Humanity and Paper Balloons (Yamanaka, 1937)
Sadao Yamanaka is considered a major figure in Japanese movies of the early sound era. He died tragically before reaching his thirtieth birthday and only three of the twenty-plus films he directed in his brief, prolific career survive today. This is cause for bitter regret because Humanity and Paper Balloons is probably my favorite Japanese movie of the entire pre-war era, a film I would rank ahead of the greatest early work of the more well-known directors on this list. Set in the Tokugawa era, this story of a kidnap and ransom plot across class lines is a jidai-geki (period piece) that feels like a gendai-geki (contemporary story). Indeed, it’s fascinating to see such an unromanticized view of the samurai class, which went against cinematic trends of the pre-war years.
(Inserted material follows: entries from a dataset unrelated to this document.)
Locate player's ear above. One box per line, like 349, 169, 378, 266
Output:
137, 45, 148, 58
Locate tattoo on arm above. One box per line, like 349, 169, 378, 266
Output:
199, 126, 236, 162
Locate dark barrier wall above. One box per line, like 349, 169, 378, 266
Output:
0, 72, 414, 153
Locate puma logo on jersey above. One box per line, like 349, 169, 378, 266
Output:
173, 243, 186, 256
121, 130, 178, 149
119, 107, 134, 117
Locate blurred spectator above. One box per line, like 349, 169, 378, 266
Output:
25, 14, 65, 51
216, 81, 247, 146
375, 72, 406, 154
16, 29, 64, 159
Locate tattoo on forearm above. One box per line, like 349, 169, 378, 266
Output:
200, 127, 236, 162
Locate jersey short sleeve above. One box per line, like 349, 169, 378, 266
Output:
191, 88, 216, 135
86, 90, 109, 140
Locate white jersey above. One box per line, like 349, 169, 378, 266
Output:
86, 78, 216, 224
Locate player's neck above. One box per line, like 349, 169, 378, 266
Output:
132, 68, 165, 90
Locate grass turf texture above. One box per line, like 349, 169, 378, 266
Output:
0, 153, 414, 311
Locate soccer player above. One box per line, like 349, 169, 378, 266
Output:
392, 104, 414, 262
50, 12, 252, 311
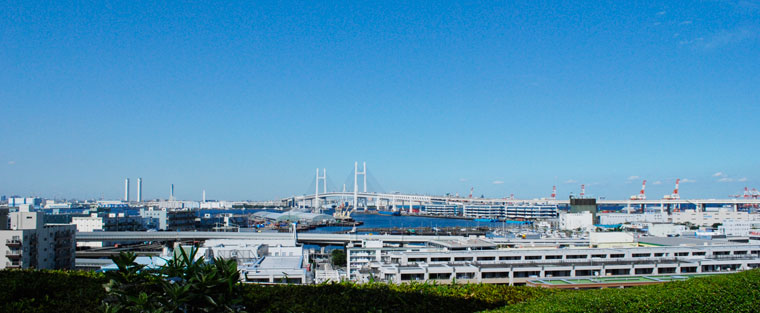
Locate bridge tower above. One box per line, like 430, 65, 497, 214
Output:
354, 162, 367, 210
314, 168, 327, 213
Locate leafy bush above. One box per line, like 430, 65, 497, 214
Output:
104, 249, 243, 312
245, 282, 556, 312
0, 270, 106, 312
0, 266, 760, 313
490, 270, 760, 313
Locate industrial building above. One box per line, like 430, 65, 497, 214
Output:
347, 236, 760, 285
0, 204, 76, 269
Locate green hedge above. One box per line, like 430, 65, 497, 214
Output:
0, 270, 760, 313
244, 283, 555, 312
494, 270, 760, 313
0, 270, 106, 312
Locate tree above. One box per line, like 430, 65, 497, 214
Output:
103, 248, 243, 312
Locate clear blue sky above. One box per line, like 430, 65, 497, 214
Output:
0, 1, 760, 200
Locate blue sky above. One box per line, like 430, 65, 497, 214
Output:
0, 1, 760, 200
This flawlessly directed portrait of 18th century village life is alternately tragic and funny and brimming with unforgettable characters.
The Story of the Last Chrysanthemums (Mizoguchi, 1939)
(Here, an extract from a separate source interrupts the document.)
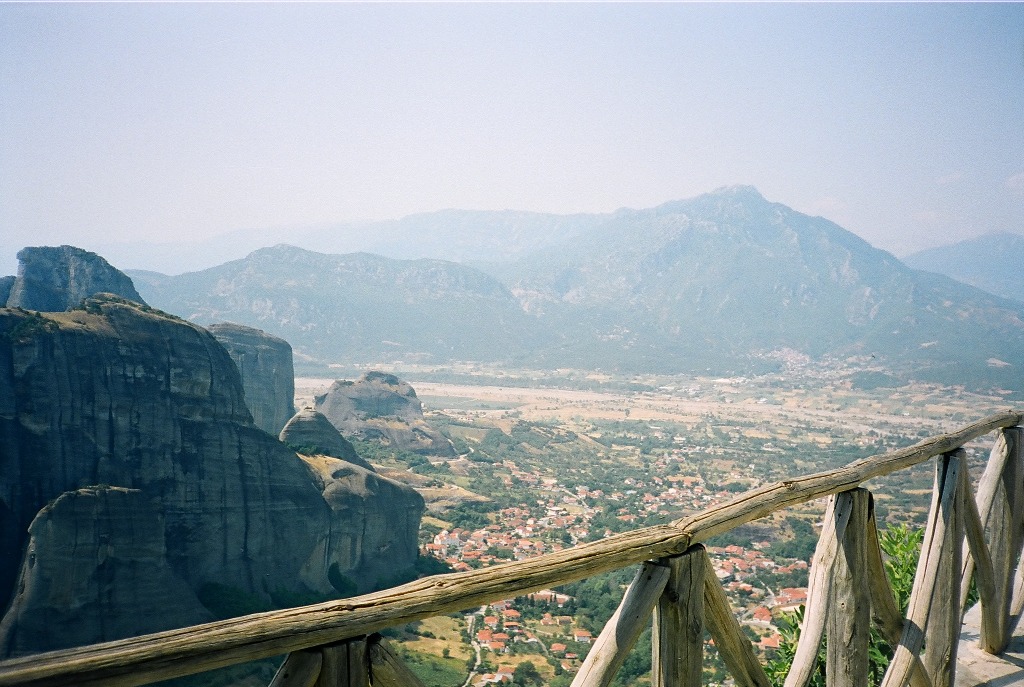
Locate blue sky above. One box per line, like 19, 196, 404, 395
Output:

The first major masterpiece of Kenji Mizoguchi’s career is this towering period drama about the taboo relationship between a wealthy young actor and his family’s wet nurse. The formal precision of Mizoguchi’s exquisitely calibrated camera movements, combined with his signature use of long takes and long shots (there are literally no close-ups in the movie), is perfectly suited to his twin themes of doomed love and female sacrifice. This may have been a routine melodrama in the hands of any other director but Mizoguchi, the consummate perfectionist, knew that his rigorous visual style would touch and elevate the viewer. The Story of the Last Chrysanthemums ranks alongside of Mizoguchi’s best post-war films (The Life of Oharu, Ugetsu and Sansho the Bailiff) as one of the greatest achievements in cinema.
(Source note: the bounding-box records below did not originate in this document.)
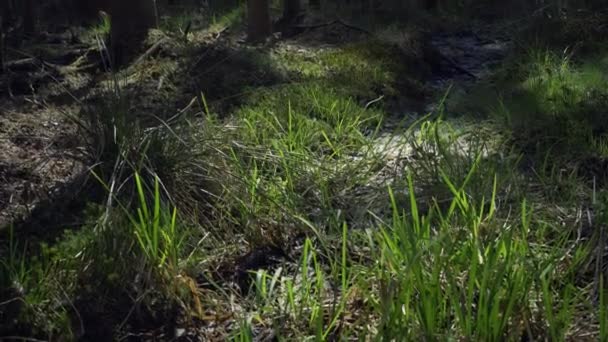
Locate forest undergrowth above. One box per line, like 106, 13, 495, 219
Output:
0, 1, 608, 341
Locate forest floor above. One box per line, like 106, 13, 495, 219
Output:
0, 3, 608, 341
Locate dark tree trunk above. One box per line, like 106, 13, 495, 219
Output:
23, 0, 36, 36
247, 0, 272, 42
283, 0, 302, 22
109, 0, 156, 65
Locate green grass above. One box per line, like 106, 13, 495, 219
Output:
0, 4, 608, 341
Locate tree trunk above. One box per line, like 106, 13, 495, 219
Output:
283, 0, 301, 22
23, 0, 36, 36
247, 0, 272, 42
109, 0, 156, 65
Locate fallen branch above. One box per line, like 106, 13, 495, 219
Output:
292, 19, 373, 35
The Ornamental Hairpin (Shimizu, 1941)
Hiroshi Shimizu’s film about a disparate group of vacationers staying at a hot springs resort for the summer starts off as a comedy and then wondrously, imperceptibly morphs into a poignant drama. The great Chishu Ryu (best known for his work with Ozu) plays a soldier who badly injures his foot when he steps on a hairpin in the communal bath. He later discovers that it was left behind by a beautiful young woman played by Kinuya Tanaka (best known for her work with Mizoguchi). When she returns to the resort to apologize, all of the guests speculate that love must be in the cards. But Shimizu, a master of subtlety, decides to steer the material in a more interesting direction. Released less than four months before the bombing of Pearl Harbor, The Ornamental Hairpin contains fleeting references to to the war and the fact that Tanaka’s character is a geisha, lending touches of gravitas to another deceptively light Shimizu masterwork.